Ortega-Robles Emmanuel, Carino-Escobar Ruben I, Cantillo-Negrete Jessica, Arias-Carrión Oscar
División de Investigación en Neurociencias Clínica, Instituto Nacional de Rehabilitación Luis Guillermo Ibarra Ibarra, Mexico City 14389, Mexico.
Subdirección de Investigación Tecnológica, Instituto Nacional de Rehabilitación Luis Guillermo Ibarra Ibarra, Mexico City 14389, Mexico.
Biomimetics (Basel). 2025 Jul 23;10(8):488. doi: 10.3390/biomimetics10080488.
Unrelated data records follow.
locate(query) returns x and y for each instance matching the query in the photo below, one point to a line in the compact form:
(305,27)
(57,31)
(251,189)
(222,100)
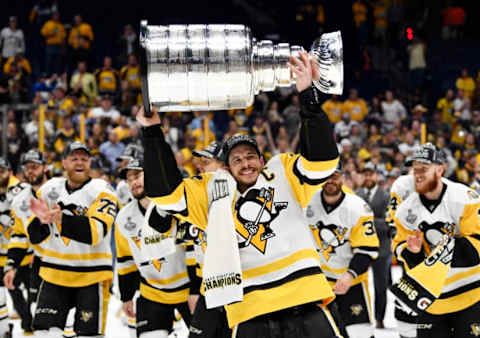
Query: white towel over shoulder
(222,272)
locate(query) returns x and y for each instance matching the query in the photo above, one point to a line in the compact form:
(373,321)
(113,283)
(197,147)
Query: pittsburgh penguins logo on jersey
(356,309)
(255,212)
(434,232)
(71,210)
(53,194)
(138,239)
(157,263)
(329,237)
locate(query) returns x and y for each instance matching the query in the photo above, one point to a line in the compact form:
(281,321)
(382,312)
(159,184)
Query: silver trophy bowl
(217,67)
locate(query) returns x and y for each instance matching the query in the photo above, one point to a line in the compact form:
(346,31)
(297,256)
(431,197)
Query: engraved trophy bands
(216,67)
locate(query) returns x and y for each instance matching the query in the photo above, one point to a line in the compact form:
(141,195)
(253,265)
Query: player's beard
(429,185)
(332,189)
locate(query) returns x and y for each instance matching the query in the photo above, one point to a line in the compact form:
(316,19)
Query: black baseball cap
(236,140)
(77,145)
(4,163)
(33,155)
(133,164)
(426,153)
(339,168)
(213,150)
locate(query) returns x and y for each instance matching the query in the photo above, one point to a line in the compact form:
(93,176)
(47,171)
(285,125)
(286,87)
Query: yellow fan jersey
(340,232)
(76,252)
(19,246)
(277,273)
(456,214)
(163,280)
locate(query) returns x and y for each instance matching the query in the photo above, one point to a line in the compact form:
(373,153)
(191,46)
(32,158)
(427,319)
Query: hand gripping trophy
(216,67)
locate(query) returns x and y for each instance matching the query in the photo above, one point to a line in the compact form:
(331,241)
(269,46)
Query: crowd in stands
(99,104)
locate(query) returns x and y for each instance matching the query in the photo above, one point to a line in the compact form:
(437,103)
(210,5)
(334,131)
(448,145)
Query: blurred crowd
(98,103)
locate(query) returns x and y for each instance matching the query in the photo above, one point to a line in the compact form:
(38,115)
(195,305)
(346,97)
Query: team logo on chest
(434,232)
(330,237)
(255,212)
(475,329)
(24,206)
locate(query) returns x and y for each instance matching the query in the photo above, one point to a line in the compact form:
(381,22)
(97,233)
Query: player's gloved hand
(342,285)
(147,121)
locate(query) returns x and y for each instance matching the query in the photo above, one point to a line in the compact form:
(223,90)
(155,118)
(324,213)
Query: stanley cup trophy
(217,67)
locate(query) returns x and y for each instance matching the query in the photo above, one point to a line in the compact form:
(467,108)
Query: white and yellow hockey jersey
(123,193)
(340,232)
(77,252)
(164,280)
(457,214)
(402,188)
(14,187)
(19,246)
(280,264)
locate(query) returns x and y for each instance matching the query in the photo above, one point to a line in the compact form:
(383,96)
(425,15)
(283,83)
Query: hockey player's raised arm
(164,183)
(95,225)
(467,245)
(365,244)
(18,244)
(400,246)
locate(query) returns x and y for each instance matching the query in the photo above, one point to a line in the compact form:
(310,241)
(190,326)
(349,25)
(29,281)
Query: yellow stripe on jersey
(163,296)
(300,291)
(339,272)
(281,263)
(103,210)
(304,177)
(395,201)
(318,166)
(29,222)
(74,278)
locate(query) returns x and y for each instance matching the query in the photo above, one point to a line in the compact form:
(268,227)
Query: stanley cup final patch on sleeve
(417,289)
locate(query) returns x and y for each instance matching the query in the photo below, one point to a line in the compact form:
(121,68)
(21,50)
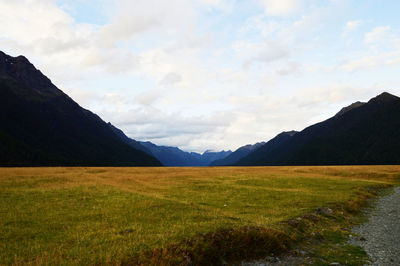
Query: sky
(209,74)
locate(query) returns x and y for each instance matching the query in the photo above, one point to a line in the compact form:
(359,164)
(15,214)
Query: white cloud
(350,27)
(378,34)
(172,71)
(281,7)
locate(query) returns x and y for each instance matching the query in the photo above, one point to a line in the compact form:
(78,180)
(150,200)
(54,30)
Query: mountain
(366,133)
(237,155)
(350,107)
(256,157)
(133,143)
(172,156)
(41,126)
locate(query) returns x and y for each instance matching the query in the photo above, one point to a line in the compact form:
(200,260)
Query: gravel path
(380,236)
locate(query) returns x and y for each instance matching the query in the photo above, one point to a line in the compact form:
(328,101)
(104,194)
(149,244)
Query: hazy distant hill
(235,156)
(363,133)
(40,125)
(172,156)
(274,144)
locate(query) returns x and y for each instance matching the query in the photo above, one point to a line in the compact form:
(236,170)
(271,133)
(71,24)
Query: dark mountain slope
(367,134)
(42,126)
(235,156)
(257,156)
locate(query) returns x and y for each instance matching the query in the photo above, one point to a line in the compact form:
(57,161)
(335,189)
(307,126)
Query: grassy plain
(110,215)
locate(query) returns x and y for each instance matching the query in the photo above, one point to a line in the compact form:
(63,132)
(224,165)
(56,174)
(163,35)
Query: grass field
(112,215)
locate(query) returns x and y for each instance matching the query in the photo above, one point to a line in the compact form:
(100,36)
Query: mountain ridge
(367,134)
(43,126)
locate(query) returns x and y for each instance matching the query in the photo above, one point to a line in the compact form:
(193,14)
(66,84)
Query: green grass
(129,215)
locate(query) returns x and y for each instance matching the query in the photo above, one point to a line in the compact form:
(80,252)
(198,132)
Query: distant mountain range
(172,156)
(235,156)
(42,126)
(362,133)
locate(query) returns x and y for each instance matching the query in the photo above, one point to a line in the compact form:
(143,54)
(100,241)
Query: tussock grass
(171,215)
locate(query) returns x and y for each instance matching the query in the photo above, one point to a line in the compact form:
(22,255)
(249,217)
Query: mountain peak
(21,69)
(348,108)
(384,97)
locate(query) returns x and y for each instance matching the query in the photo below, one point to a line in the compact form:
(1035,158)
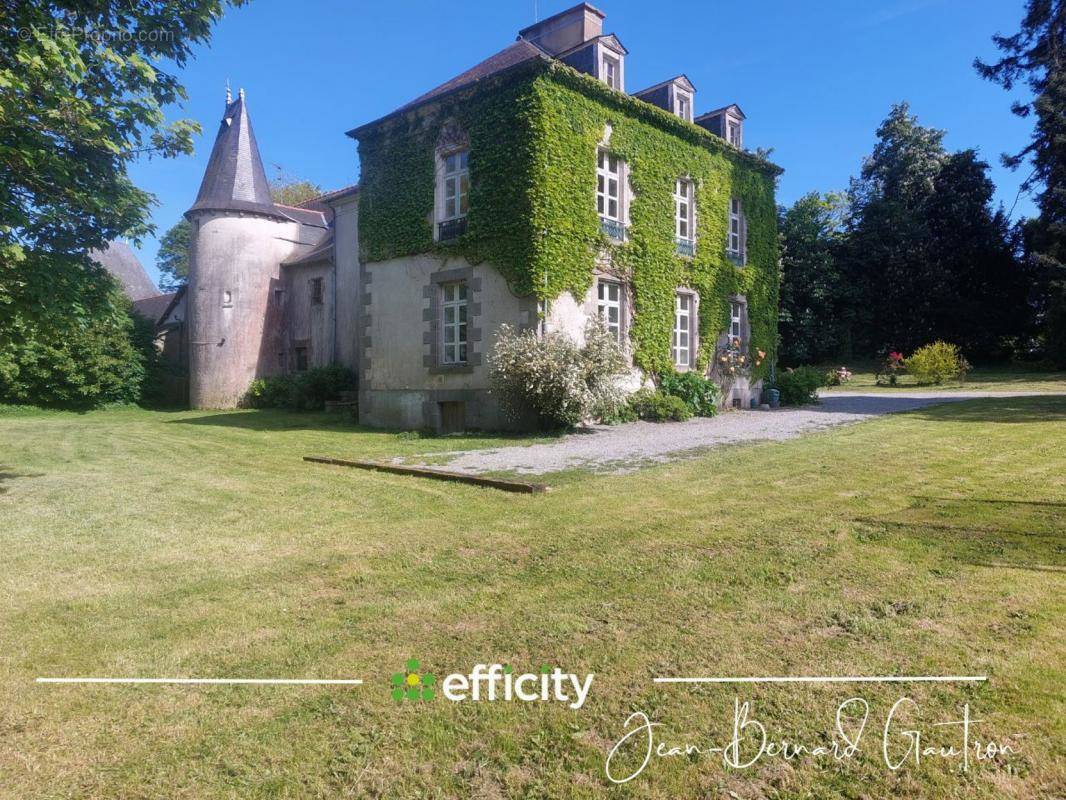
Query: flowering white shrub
(550,376)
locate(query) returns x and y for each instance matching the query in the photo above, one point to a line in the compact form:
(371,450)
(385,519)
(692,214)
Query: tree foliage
(1036,57)
(817,298)
(82,92)
(172,260)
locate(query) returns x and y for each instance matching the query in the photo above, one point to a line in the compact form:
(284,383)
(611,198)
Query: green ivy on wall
(533,140)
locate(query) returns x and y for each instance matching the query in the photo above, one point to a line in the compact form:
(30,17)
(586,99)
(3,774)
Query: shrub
(800,386)
(555,380)
(891,368)
(300,390)
(937,363)
(700,394)
(655,406)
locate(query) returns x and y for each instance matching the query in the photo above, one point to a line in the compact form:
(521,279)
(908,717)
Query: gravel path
(626,447)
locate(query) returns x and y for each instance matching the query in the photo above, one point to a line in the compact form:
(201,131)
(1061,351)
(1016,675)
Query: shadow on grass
(271,419)
(1034,409)
(981,531)
(9,474)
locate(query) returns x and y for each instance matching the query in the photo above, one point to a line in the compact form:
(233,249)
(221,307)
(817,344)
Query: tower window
(736,326)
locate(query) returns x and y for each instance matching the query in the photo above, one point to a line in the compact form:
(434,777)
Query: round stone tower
(238,242)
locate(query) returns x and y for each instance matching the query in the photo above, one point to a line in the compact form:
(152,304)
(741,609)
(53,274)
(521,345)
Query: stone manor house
(532,190)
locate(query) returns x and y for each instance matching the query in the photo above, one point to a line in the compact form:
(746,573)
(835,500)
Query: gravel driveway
(626,447)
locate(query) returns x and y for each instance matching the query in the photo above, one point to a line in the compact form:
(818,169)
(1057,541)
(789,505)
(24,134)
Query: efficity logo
(491,683)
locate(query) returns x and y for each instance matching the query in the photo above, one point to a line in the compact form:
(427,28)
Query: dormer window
(611,70)
(682,106)
(732,132)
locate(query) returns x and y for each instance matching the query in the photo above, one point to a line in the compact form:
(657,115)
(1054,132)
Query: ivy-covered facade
(539,194)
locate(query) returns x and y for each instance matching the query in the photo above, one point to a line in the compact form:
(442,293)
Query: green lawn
(981,379)
(196,544)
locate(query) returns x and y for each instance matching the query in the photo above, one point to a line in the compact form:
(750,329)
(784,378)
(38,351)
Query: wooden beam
(440,475)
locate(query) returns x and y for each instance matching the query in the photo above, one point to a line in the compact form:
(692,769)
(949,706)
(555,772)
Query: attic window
(682,106)
(732,131)
(611,72)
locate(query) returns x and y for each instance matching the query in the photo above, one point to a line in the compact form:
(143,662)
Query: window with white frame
(682,210)
(609,186)
(735,240)
(609,306)
(453,322)
(611,72)
(732,132)
(736,315)
(682,329)
(682,106)
(455,188)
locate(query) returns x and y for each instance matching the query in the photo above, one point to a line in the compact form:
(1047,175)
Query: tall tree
(816,299)
(931,257)
(82,92)
(172,260)
(1036,57)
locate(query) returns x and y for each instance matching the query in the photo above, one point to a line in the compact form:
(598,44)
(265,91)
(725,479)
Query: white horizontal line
(194,681)
(826,680)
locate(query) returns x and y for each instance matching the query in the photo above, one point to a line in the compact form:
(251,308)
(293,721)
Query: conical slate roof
(235,179)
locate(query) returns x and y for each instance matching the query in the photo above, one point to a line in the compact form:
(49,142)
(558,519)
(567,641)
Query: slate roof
(321,252)
(510,57)
(124,265)
(156,308)
(235,179)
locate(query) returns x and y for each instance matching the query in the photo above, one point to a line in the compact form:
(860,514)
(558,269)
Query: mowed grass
(981,379)
(194,544)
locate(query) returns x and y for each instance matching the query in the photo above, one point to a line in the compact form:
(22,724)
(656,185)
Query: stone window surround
(693,329)
(625,303)
(432,319)
(451,140)
(602,51)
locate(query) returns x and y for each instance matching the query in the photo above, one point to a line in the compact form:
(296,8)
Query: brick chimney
(566,30)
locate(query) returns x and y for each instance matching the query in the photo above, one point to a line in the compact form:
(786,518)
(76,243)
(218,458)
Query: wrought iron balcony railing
(613,228)
(451,229)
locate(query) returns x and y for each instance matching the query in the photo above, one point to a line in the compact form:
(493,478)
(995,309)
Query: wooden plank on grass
(440,475)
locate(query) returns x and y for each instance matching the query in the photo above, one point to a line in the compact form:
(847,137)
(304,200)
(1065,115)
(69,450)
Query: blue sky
(814,78)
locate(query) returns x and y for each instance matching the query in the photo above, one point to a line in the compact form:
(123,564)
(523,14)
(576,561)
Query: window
(732,132)
(453,319)
(736,313)
(735,240)
(454,194)
(609,306)
(609,175)
(611,72)
(682,330)
(684,229)
(682,106)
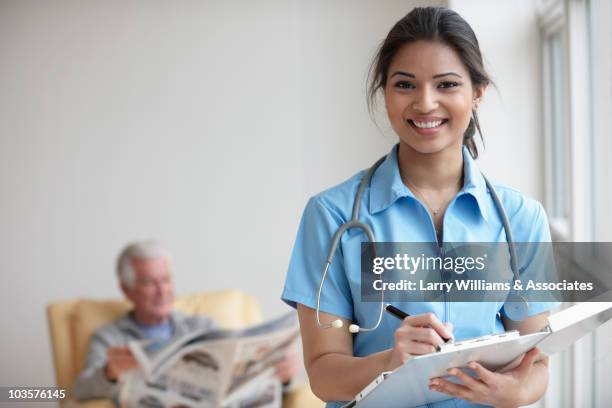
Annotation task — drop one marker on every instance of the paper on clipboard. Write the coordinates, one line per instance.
(408, 385)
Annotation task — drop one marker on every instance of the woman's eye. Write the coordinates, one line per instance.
(448, 84)
(404, 85)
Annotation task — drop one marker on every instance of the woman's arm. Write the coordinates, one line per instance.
(336, 375)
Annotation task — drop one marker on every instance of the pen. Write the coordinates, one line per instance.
(400, 314)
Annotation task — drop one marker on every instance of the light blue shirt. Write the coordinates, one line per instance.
(395, 215)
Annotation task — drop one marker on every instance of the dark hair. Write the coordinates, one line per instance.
(433, 24)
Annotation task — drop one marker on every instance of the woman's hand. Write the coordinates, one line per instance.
(418, 334)
(490, 388)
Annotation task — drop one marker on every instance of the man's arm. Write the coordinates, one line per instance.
(92, 382)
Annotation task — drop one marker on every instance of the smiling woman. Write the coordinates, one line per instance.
(430, 72)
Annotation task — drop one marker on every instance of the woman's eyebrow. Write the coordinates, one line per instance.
(445, 74)
(408, 74)
(411, 75)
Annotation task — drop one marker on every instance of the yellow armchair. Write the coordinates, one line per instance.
(72, 323)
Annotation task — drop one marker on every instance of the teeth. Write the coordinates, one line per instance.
(427, 125)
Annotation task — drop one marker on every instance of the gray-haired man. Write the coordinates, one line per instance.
(144, 275)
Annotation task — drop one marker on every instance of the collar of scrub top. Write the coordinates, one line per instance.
(387, 186)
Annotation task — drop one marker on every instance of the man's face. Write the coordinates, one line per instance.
(153, 292)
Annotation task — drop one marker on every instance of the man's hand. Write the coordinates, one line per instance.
(118, 360)
(288, 367)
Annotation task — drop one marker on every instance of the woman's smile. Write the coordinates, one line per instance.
(427, 125)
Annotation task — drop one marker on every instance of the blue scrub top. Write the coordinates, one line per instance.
(396, 215)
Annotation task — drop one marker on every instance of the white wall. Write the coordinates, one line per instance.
(205, 124)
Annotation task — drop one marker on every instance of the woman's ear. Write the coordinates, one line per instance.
(478, 96)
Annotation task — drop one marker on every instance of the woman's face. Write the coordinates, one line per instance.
(429, 96)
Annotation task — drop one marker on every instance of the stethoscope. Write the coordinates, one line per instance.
(515, 306)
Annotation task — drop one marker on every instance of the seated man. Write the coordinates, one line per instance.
(144, 275)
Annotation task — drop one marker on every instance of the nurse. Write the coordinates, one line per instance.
(430, 72)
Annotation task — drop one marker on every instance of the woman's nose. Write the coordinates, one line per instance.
(425, 100)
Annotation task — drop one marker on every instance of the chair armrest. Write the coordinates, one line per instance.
(98, 403)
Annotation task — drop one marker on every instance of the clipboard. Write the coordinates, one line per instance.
(407, 386)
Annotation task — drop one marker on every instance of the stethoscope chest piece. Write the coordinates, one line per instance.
(516, 307)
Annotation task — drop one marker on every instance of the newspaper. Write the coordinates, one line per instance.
(221, 368)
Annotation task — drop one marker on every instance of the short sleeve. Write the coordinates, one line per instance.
(536, 259)
(317, 227)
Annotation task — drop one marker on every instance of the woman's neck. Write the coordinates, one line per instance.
(442, 170)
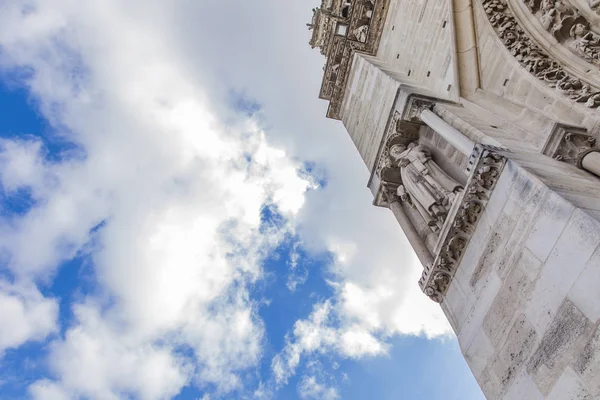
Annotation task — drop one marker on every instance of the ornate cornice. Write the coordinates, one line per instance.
(460, 224)
(571, 29)
(364, 27)
(535, 60)
(415, 106)
(569, 144)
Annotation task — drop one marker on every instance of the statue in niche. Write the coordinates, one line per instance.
(585, 43)
(361, 33)
(594, 5)
(424, 184)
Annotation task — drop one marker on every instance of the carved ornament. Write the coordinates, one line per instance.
(569, 144)
(568, 27)
(415, 106)
(461, 223)
(534, 59)
(364, 20)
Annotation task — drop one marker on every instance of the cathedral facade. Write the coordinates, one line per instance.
(478, 120)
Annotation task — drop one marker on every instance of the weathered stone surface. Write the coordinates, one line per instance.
(569, 386)
(587, 365)
(520, 271)
(585, 288)
(511, 297)
(511, 357)
(557, 346)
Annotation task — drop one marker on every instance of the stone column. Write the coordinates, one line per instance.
(415, 240)
(454, 137)
(591, 162)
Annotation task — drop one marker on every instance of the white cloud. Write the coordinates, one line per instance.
(179, 192)
(25, 314)
(140, 88)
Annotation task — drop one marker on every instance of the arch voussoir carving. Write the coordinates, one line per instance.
(535, 60)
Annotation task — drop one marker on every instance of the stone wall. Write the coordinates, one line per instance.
(524, 302)
(367, 105)
(502, 75)
(417, 46)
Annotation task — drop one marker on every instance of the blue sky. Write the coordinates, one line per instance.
(175, 229)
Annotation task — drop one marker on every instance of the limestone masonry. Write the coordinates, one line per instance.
(479, 123)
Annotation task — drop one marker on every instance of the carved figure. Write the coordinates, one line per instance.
(585, 43)
(361, 33)
(534, 59)
(428, 188)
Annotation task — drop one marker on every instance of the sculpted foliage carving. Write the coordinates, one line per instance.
(534, 59)
(568, 27)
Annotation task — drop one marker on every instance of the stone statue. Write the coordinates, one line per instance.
(361, 33)
(424, 184)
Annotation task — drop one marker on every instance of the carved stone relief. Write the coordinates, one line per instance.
(414, 108)
(436, 278)
(424, 185)
(365, 20)
(534, 59)
(568, 27)
(569, 144)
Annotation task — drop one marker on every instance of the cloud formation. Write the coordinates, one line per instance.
(165, 190)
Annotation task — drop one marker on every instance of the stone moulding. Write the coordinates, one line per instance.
(535, 60)
(461, 222)
(335, 91)
(569, 144)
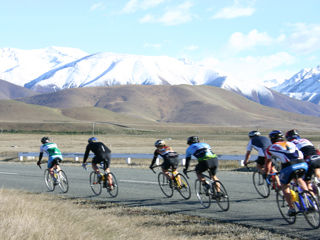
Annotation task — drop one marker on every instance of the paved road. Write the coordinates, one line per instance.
(138, 187)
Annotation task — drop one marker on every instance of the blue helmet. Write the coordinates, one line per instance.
(276, 136)
(92, 139)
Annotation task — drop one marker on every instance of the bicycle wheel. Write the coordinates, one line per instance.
(63, 181)
(164, 184)
(114, 190)
(284, 208)
(311, 210)
(48, 179)
(202, 194)
(184, 188)
(260, 184)
(222, 198)
(94, 183)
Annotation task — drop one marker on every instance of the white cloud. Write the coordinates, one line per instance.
(235, 11)
(96, 6)
(239, 41)
(191, 48)
(157, 45)
(255, 69)
(172, 16)
(305, 39)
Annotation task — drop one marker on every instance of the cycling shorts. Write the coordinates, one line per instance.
(54, 161)
(313, 163)
(170, 162)
(286, 173)
(210, 163)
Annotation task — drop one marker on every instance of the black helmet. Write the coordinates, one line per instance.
(192, 139)
(292, 134)
(44, 140)
(92, 139)
(254, 133)
(159, 143)
(276, 136)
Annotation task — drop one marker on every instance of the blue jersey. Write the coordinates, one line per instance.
(202, 151)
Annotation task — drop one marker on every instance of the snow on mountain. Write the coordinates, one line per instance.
(305, 85)
(21, 66)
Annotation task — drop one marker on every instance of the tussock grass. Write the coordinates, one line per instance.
(43, 216)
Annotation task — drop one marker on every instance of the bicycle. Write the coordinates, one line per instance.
(304, 204)
(61, 180)
(97, 185)
(178, 182)
(263, 185)
(205, 195)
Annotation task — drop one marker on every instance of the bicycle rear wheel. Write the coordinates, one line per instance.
(48, 179)
(311, 208)
(114, 190)
(95, 184)
(222, 198)
(260, 184)
(164, 184)
(202, 194)
(63, 181)
(184, 188)
(284, 208)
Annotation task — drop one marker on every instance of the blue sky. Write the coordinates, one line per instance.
(252, 40)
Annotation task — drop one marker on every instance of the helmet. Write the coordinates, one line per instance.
(192, 139)
(292, 134)
(254, 133)
(92, 139)
(276, 135)
(44, 140)
(159, 143)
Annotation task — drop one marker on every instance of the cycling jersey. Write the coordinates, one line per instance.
(53, 152)
(101, 152)
(202, 151)
(259, 143)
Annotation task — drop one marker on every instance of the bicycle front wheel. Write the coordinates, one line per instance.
(183, 188)
(311, 210)
(222, 197)
(95, 184)
(63, 181)
(164, 184)
(48, 179)
(260, 184)
(113, 188)
(202, 194)
(284, 208)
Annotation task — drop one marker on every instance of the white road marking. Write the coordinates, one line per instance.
(7, 173)
(138, 181)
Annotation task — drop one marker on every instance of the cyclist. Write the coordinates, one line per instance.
(206, 160)
(291, 159)
(170, 158)
(54, 154)
(310, 153)
(259, 143)
(102, 154)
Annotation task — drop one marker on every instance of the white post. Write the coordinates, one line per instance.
(183, 162)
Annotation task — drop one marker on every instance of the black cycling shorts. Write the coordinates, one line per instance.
(170, 162)
(210, 163)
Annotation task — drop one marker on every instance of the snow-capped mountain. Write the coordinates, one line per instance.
(305, 85)
(22, 66)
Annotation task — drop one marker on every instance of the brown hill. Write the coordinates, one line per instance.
(12, 91)
(171, 104)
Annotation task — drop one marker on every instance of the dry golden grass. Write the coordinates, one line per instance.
(42, 216)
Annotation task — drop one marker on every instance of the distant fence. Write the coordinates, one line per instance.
(130, 156)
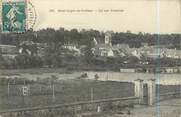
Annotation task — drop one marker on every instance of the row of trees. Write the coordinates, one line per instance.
(82, 37)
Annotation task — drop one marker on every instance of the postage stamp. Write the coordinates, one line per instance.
(13, 16)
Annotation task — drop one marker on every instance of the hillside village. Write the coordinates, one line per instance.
(99, 52)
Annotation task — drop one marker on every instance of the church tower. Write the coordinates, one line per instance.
(108, 39)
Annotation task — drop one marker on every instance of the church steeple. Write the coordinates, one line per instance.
(108, 39)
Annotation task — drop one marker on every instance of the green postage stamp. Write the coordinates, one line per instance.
(13, 16)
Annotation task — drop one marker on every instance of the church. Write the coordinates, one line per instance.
(103, 49)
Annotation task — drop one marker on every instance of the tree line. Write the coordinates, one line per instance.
(83, 37)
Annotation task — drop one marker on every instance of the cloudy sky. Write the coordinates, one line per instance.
(153, 16)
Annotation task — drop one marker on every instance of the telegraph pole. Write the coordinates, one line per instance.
(53, 94)
(92, 94)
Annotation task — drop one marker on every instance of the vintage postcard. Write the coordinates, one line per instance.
(90, 58)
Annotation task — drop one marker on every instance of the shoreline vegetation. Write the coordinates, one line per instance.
(73, 50)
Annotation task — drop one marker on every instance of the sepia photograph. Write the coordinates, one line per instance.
(90, 58)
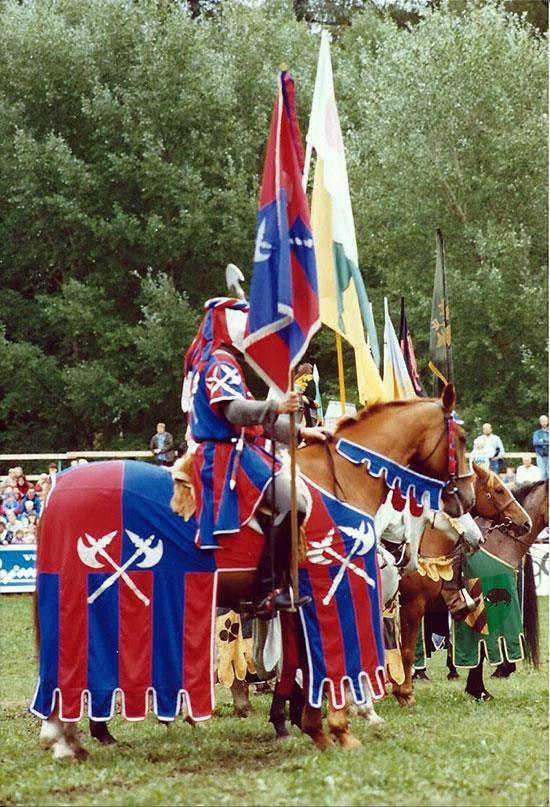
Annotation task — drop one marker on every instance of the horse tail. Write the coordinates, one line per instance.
(531, 612)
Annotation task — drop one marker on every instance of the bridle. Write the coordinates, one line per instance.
(507, 520)
(449, 431)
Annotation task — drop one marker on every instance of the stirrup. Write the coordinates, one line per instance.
(279, 600)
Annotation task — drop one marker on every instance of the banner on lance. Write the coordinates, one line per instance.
(343, 622)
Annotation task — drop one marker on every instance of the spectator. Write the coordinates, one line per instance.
(10, 502)
(42, 480)
(162, 445)
(479, 453)
(6, 536)
(493, 446)
(19, 537)
(305, 384)
(527, 472)
(540, 444)
(22, 485)
(509, 477)
(14, 522)
(30, 534)
(34, 499)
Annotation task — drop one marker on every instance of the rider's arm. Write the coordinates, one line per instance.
(241, 412)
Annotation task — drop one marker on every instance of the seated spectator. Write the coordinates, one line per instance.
(22, 485)
(30, 534)
(6, 536)
(509, 477)
(15, 522)
(42, 479)
(10, 501)
(527, 472)
(19, 537)
(479, 454)
(34, 499)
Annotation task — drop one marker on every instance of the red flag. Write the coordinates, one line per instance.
(284, 299)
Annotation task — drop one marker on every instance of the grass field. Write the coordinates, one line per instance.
(448, 750)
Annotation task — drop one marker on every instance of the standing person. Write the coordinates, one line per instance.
(304, 384)
(527, 472)
(492, 444)
(232, 473)
(540, 444)
(162, 446)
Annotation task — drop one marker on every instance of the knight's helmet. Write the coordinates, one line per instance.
(223, 325)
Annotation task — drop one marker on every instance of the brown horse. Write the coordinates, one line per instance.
(495, 503)
(410, 433)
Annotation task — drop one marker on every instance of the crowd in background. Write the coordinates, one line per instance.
(21, 503)
(21, 500)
Parkinson's disease (PD) is a progressive neurological disorder with motor and non-motor symptoms that are inadequately addressed by current pharmacological and surgical therapies. Brain-computer interfaces (BCIs), particularly those based on electroencephalography (eBCIs), provide a promising, non-invasive approach to personalized neurorehabilitation. This narrative review explores the clinical potential of BCIs in PD, discussing signal acquisition, processing, and control paradigms. eBCIs are well-suited for PD due to their portability, safety, and real-time feedback capabilities. Emerging neurophysiological biomarkers-such as beta-band synchrony, phase-amplitude coupling, and altered alpha-band activity-may support adaptive therapies, including adaptive deep brain stimulation (aDBS), as well as motor and cognitive interventions. BCIs may also aid in diagnosis and personalized treatment by detecting these cortical and subcortical patterns associated with motor and cognitive dysfunction in PD. A structured search identified 11 studies involving 64 patients with PD who used BCIs for aDBS, neurofeedback, and cognitive rehabilitation, showing improvements in motor function, cognition, and engagement. Clinical translation requires attention to electrode design and user-centered interfaces. Ethical issues, including data privacy and equitable access, remain critical challenges. As wearable technologies and artificial intelligence evolve, BCIs could shift PD care from intermittent interventions to continuous, brain-responsive therapy, potentially improving patients' quality of life and autonomy. This review highlights BCIs as a transformative tool in PD management, although more robust clinical evidence is needed.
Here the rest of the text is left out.